1A. I. Virtanen Institute for Molecular Sciences, University of Eastern Finland, Kuopio, Finland, 2Institute of Biotechnology, University of Helsinki, Helsinki, Finland

Synopsis

The relationship between orientation distribution functions (ODFs) from advanced dMRI and the real tissue microstructure is under active research. We utilized three-dimensional (3D) serial block-face scanning electron microscopy in the corpus callosum and cingulum, and implemented 3D structure tensor (ST) analysis to produce ODFs comparable to dMRI ODFs from the same locations. The ODFs were parametrized using Watson distribution. Our results showed a clear correspondence in orientation estimates, but dispersion estimates were not as clearly correlated. ST analysis combined with 3D SBEM has great potential to unveil the complexity of the underlying microstructure in biological tissues.

Introduction

Advanced diffusion magnetic resonance imaging (dMRI) methods, such as high-angular resolution diffusion imaging (HARDI) go beyond the classical diffusion tensor model. HARDI tools can provide complex orientation distribution functions (ODF) corresponding with microstructural information within the voxel. The relationship between these ODF estimates to the actual microstructure in the tissue is under active research. In this study, we utilized serial block-face scanning electron microscopy (SBEM) images to implement 3D structure tensor (ST) analysis1 and compared the analysis results to generalized q-sampling imaging2 (GQI) results.

Materials and methods

Severe lateral fluid percussion injury was performed on one male adult Sprague-Dawley rat. One sham-operated rat was used as a control. TBI model was used to ensure robust, detectable microstructural changes in the brain tissue.

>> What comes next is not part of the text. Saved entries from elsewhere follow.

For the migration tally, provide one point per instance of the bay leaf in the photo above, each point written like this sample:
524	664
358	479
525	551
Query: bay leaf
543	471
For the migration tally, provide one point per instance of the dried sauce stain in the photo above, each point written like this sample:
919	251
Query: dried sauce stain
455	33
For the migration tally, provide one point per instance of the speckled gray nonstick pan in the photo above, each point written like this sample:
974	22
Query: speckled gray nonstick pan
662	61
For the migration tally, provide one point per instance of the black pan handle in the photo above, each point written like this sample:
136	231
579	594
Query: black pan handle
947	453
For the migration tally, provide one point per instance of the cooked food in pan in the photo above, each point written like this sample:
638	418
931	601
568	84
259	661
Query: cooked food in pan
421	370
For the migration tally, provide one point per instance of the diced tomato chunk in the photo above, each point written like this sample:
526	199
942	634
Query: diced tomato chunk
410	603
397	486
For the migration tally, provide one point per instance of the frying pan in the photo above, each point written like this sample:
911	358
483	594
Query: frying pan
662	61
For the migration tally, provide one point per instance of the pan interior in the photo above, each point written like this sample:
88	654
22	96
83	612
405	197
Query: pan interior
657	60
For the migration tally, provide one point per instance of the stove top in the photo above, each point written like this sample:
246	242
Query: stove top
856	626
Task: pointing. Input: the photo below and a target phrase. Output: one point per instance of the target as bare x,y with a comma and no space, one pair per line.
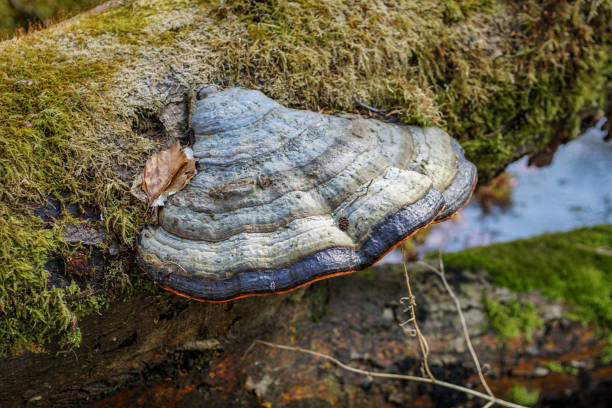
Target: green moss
574,267
546,62
566,266
509,319
502,76
524,396
45,151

The brains were perfused with 4% paraformaldehyde 5 months after TBI and scanned ex vivo with 9.4 T Agilent scanner using segmented 3D spin-echo EPI (TR=1 s; TE=35 ms; matrix = [128 96 96]; resolution: 0.15x0.15x0.15 mm3; b-values=2000 s/mm2, 3000 s/mm2, and 4000 s/mm2). The acquisition comprised of three sets of 42 uniformly distributed directions with diffusion weighting and three images without. The water diffusion ODFs were estimated using generalized q-sampling imaging of DSI studio (http://dsi-studio.labsolver.org).

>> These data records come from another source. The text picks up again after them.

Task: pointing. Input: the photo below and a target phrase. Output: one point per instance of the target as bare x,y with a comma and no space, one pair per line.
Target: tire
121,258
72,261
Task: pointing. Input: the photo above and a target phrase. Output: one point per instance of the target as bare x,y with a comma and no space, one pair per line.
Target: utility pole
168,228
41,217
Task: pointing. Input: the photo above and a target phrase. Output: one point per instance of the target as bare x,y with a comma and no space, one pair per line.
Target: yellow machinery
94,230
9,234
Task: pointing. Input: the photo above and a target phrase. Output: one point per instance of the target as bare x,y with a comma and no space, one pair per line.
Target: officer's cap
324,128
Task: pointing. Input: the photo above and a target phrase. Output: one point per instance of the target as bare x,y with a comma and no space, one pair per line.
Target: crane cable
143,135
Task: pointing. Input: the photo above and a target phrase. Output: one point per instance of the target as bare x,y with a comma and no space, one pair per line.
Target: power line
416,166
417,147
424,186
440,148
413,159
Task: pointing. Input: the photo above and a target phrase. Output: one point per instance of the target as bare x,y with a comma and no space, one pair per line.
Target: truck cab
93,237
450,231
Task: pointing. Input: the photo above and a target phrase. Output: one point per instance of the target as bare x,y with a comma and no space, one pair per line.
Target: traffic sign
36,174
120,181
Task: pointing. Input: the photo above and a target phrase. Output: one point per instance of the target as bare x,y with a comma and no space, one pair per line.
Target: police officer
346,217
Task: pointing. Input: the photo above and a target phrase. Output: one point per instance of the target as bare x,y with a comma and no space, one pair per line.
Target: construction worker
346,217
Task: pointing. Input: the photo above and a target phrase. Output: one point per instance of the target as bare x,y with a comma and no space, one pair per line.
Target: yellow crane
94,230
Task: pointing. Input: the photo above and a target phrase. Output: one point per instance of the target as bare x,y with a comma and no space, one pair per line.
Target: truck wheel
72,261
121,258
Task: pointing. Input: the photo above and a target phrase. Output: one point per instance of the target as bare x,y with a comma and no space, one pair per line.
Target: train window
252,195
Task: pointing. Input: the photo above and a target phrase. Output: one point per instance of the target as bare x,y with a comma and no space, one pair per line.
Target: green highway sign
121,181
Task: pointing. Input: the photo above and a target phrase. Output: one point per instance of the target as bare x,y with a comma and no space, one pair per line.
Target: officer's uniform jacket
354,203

After ex vivo imaging, the brains were sectioned and processed for EM. SBEM imaging was performed on ipsi- and contralateral samples from the corpus callosum and cingulum from both sham-operated and TBI animals (Fig. 1A and B). SBEM blocks were 200x100x50-75 μm3 with a resolution of 50x50x50 nm3 (4096x2048x1000-1250 voxels). After imaging, the blocks were divided into two volumes of interest (VOIs) for analysis, the corpus callosum VOI (2400x2000x1000-1250 voxels) and cingulum VOI (1050-1200x2000x1000-1250 voxels).

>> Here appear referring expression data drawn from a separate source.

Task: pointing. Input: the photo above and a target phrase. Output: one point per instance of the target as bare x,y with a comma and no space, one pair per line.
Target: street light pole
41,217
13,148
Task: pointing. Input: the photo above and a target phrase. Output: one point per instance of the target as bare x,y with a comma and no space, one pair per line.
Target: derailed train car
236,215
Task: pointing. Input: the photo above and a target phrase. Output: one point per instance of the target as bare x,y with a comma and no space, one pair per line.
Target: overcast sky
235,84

The SBEM blocks were co-registered to dMRI data to compare ST analysis parameters and corresponding QBI parameters in the same voxels. The SBEM stacks were localized on 1-mm thick photomicrograph images using stained semi-thin histological sections and anatomical landmarks. The dMRI images were manually co-registered to the photomicrograph using translations, rotations, and non-uniform voxel scaling using Amira (version 5.6.0; FEI Co., USA). The locations of the SBEM blocks in the GQI images are shown in Fig. 1C.

ST analysis was used to produce ODFs from the SBEM VOIs. In order to decrease memory use, each VOI was divided into several smaller VOIs of 290x290x290 voxels. Intensity gradients were computed for each voxel and summed within a 19x19x19 voxel neighbourhood to produce a structure tensor. The 3rd eigenvectors, representing water diffusion orientations, formed the ODF for the small VOIs. Finally, the small VOI ODFs were concatenated into a large VOI ODF.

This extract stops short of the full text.